MRCS and FRCS 1922; MB BS London 1922; MS 1924; DTMH 1924.

5 May 1897
6 January 1976
General surgeon


Arthur Dickson 'Dicky' Wright was born in Dublin on 5 May 1897, the third child of an Irish doctor who moved to Glasgow and then to London. His father, Edward Wright, was known as 'the hero doctor of Paddington'. He went to school at Hillhead High in Glasgow and then Latymer Upper at Hammersmith before entering the medical school at St Mary's, Paddington, his studies being interrupted by the first world war. He served from 1915 to 1917 in the RFA, RFC and RAF, becoming flight commander before returning to St Mary's where he qualified in 1922. After working briefly with his doctor brother in London he obtained his FRCS, MS London and a diploma in tropical medicine. His amazingly retentive memory and capacity for working day and night were already standing him in good stead.
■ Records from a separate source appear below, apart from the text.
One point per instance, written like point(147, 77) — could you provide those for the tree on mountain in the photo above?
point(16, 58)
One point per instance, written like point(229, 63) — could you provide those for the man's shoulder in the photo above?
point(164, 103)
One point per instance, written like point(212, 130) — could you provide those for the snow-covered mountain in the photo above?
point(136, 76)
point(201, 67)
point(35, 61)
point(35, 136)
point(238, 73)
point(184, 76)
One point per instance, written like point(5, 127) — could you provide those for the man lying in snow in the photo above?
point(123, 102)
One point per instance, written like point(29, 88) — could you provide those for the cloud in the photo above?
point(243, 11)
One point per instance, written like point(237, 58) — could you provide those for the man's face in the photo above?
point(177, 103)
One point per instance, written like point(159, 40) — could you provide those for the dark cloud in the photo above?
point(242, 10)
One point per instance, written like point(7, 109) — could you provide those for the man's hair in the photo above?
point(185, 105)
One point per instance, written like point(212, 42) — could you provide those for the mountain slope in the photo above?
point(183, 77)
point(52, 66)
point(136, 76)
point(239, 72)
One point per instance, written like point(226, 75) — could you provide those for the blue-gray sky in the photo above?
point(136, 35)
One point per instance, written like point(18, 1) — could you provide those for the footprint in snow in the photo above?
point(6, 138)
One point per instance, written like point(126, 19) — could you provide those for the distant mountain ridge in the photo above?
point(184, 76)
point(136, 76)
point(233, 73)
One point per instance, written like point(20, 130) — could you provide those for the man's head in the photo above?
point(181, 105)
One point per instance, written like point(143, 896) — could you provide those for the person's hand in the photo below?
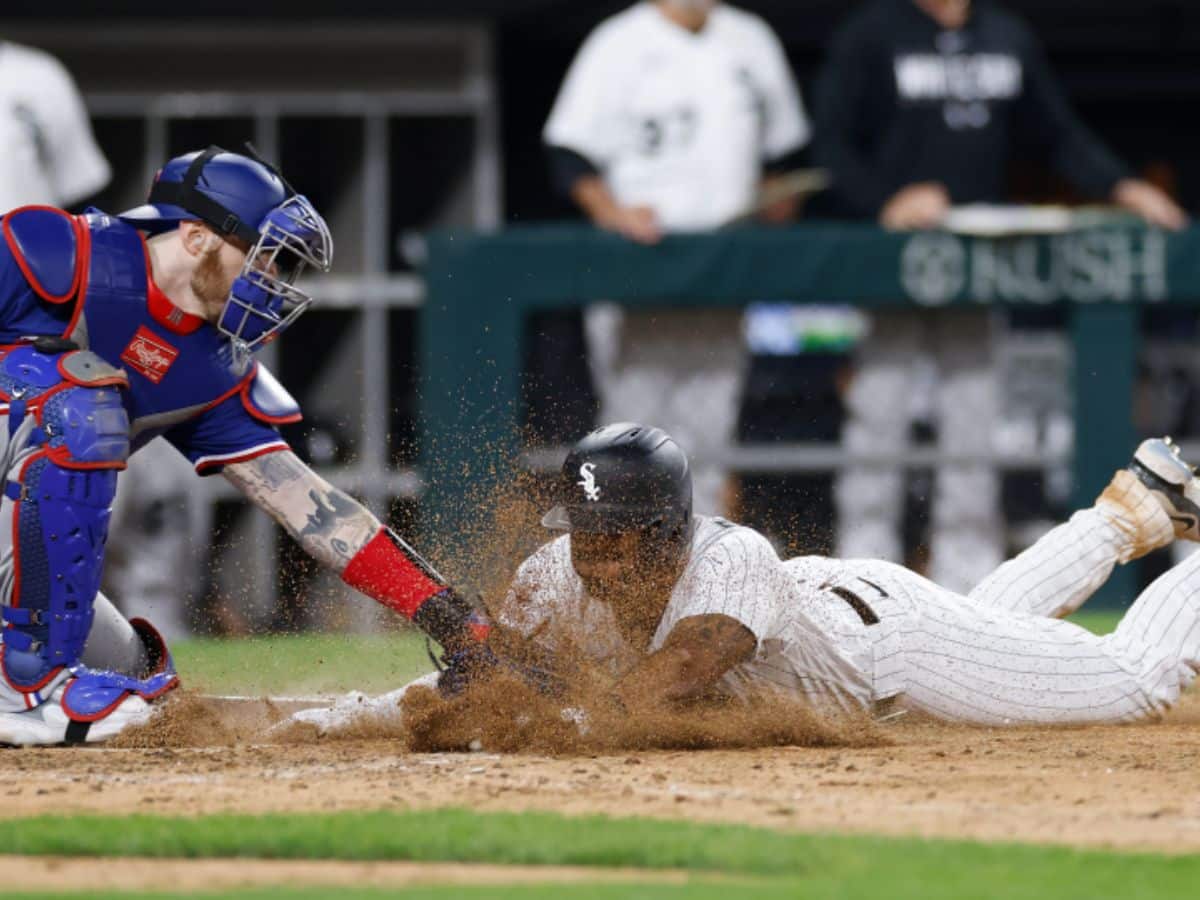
point(919, 205)
point(1150, 203)
point(637, 223)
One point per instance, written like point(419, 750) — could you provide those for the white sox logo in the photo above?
point(149, 354)
point(588, 481)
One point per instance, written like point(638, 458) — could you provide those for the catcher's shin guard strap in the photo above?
point(390, 571)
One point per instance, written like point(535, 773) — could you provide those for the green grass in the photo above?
point(693, 891)
point(775, 863)
point(301, 664)
point(1101, 622)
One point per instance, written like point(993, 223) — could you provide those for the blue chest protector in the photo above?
point(75, 413)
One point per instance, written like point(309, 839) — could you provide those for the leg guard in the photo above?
point(67, 436)
point(90, 706)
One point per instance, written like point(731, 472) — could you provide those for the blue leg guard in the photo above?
point(67, 436)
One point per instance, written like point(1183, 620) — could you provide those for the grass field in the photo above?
point(720, 861)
He then joined the Colonial Service and departed for Singapore. It is said that he studied the language on the ship's passage and on arrival passed a proficiency examination in written Arabic - it could well be true. He gained enormous experience in Malaya in general surgery, having been appointed Professor of Surgery at the age of 26 and he married the daughter of a leading Singapore family, Molly Bath.

Returning to London in the early 1930's he joined Professor Aubrey Pannett as assistant director of the surgical unit at St Mary's and quickly joined the hospital staff as consultant which post he held until his retirement. He was an unbelievably hard worker and time had little relevance to him. He was a most dexterous operator and would tackle anything from a brain tumour to a coarctation of the aorta. He joined the staff of the Maida Vale Hospital for Nervous Diseases and was particularly well known for this aspect of his work, but he remained a staunch generalist. After a day seeing patients in his rooms and the hospital, a trip to the races or to view the hospital playing rugby, he would turn up at 10 pm to do a full operating list, visiting patients in their beds and thus often alarming them, in the small hours.
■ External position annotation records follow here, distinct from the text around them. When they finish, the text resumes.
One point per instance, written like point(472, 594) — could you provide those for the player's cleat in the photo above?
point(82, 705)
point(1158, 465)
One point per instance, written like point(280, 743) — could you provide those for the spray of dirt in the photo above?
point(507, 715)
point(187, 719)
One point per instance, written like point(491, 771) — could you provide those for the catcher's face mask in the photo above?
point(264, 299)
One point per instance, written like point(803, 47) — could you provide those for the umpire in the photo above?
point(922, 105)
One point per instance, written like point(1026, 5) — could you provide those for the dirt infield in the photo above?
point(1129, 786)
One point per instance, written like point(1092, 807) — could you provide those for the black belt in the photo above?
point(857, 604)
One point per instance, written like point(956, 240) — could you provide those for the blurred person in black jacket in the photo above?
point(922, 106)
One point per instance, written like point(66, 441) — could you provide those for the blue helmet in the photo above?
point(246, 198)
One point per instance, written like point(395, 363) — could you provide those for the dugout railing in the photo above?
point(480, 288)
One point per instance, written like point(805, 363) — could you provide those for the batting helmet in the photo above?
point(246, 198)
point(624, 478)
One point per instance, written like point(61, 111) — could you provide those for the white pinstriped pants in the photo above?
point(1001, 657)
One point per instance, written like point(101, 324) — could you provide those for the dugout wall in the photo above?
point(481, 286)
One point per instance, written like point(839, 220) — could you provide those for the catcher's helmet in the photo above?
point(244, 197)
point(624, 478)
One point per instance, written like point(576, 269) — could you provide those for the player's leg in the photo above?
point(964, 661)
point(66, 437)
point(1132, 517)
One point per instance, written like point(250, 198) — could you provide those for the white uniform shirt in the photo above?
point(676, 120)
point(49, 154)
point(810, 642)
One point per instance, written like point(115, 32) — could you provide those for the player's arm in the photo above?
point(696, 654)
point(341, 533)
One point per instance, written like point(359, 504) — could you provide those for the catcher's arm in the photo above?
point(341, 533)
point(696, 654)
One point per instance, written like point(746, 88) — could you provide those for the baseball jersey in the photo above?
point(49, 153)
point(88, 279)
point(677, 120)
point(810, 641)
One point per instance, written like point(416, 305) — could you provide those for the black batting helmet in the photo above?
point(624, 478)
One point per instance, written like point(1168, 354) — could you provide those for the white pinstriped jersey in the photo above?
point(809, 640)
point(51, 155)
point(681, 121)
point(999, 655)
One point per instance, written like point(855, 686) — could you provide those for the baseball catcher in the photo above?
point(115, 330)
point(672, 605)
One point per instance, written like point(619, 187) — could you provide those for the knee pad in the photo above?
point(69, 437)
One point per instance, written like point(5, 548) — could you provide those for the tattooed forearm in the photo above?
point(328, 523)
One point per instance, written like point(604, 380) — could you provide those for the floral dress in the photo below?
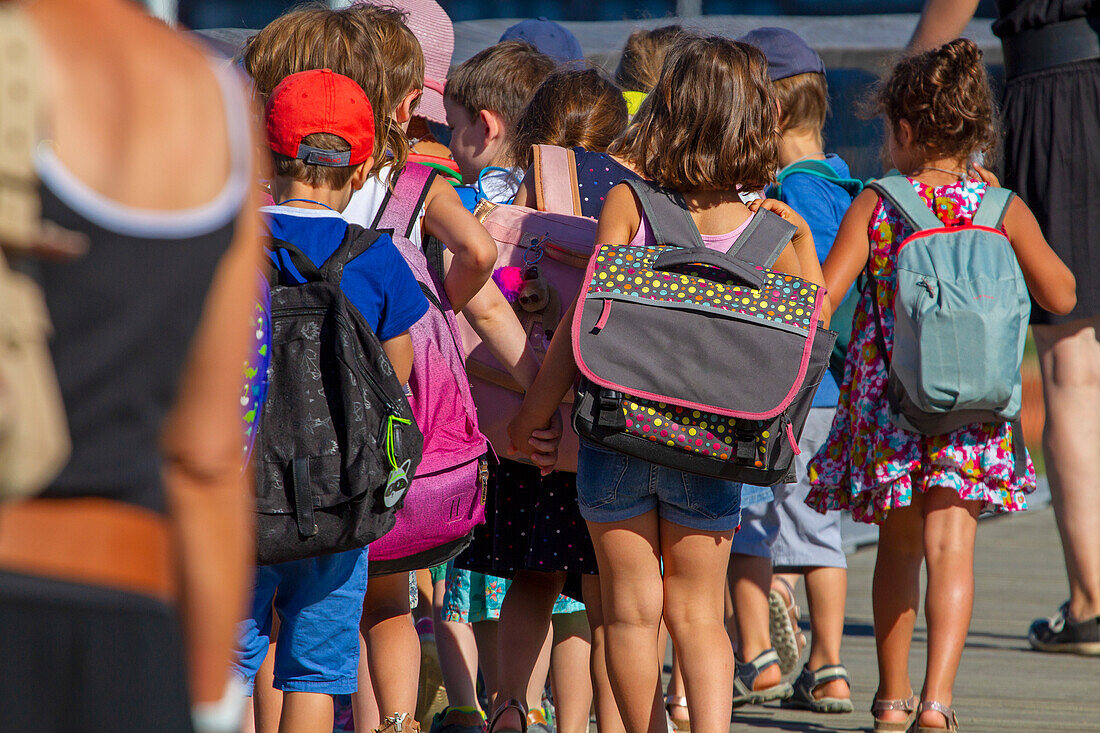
point(870, 466)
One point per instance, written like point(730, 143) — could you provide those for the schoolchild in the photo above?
point(707, 130)
point(924, 491)
point(323, 151)
point(538, 537)
point(484, 97)
point(784, 533)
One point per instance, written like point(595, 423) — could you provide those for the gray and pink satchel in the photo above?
point(694, 359)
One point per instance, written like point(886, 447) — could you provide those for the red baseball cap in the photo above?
point(320, 100)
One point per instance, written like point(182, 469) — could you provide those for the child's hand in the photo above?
point(787, 212)
point(537, 441)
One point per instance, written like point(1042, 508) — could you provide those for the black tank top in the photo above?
point(124, 315)
point(1016, 15)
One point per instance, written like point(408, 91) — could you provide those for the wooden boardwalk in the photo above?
point(1002, 685)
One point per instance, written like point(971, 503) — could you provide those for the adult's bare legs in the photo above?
point(949, 527)
point(1069, 359)
point(894, 597)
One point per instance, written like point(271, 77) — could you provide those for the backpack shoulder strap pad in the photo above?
point(399, 209)
point(763, 239)
point(356, 240)
point(556, 189)
point(667, 215)
point(900, 193)
point(993, 206)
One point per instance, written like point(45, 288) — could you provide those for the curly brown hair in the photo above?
point(944, 94)
point(642, 56)
point(711, 122)
point(574, 107)
point(316, 36)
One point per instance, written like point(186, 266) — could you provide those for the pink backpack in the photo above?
point(446, 500)
point(542, 254)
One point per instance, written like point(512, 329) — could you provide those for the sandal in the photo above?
point(891, 726)
point(953, 722)
point(803, 698)
point(509, 704)
point(746, 675)
point(677, 701)
point(787, 638)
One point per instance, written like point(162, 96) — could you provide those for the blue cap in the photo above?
point(551, 39)
point(787, 53)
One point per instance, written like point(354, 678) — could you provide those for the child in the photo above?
point(320, 157)
point(483, 99)
point(539, 537)
point(707, 130)
point(785, 533)
point(925, 492)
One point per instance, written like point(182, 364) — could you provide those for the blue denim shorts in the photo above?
point(319, 602)
point(612, 487)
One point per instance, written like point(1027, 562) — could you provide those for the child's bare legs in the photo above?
point(631, 593)
point(306, 712)
point(949, 527)
point(749, 582)
point(894, 597)
point(569, 671)
point(524, 625)
point(826, 590)
point(393, 647)
point(458, 654)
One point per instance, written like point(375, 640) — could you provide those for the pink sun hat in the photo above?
point(433, 29)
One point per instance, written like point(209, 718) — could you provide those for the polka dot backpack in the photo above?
point(699, 360)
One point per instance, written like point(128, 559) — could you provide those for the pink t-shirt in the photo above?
point(719, 242)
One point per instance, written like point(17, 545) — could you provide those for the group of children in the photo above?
point(646, 548)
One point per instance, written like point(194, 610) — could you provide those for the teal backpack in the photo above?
point(842, 317)
point(960, 318)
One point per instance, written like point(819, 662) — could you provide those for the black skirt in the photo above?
point(531, 523)
point(1052, 160)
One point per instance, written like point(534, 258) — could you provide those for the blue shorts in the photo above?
point(612, 487)
point(319, 603)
He was a devoted member of the College Council for sixteen years, two of them as Vice-President. In addition he was a very successful treasurer of the Imperial Cancer Research Fund, yet found time to be President of three sections of the Royal Society of Medicine and of the Harveian and Hunterian Societies, the Osler Club and the Medical Society of London, to name just a few.

Dicky was not a great teacher but he inspired loyalty in all those who worked closely with him and his patients, despite his disarming habits, were devoted to him. He loved music, the stage and was immensely well read, he never seemed to forget anything and he always enjoyed a day at the races. He had the look of Punchinello, his face would crease into a crooked smile and out of the corner of his mouth would come those biting words and sardonic humour with their Irish flavour. He became renowned as an after-dinner speaker, both for his wit and his erudition, but occasionally in the development of a theme the humour would get out of hand and he would offend some of his listeners.

His last years were marred by a stroke which left him aphasic and in a wheelchair, but he would still visit his old haunts and loved a good race meeting. Molly died on 4 June 1975 and he died on January 6 1976, survived by their son and three daughters. A service of thanksgiving was held at St Martin's-in-the-Fields which was attended by the President and Council. The Rt Hon Lord Porritt, his colleague for so many years at St Mary's, ended his address with these words 'Yes, "Dicky" Wright was a character - a mercurial character of the genius type in his own entirely individual way. Medicine was in his blood, surgery was in his hands, almost everything was in his head and warm generosity was in his heart. It is safe to say that it will be many a day until we see his like again - but we will not forget him.'

Sources used to compile this entry: [Brit med J 1976, 1, 159; Acta neurochirurgica 1977, 36, 139; The Times 8 January 1976; Daily Telegraph 7 January 1976; Ann Roy Coll Surg Eng 1976, 58, 333].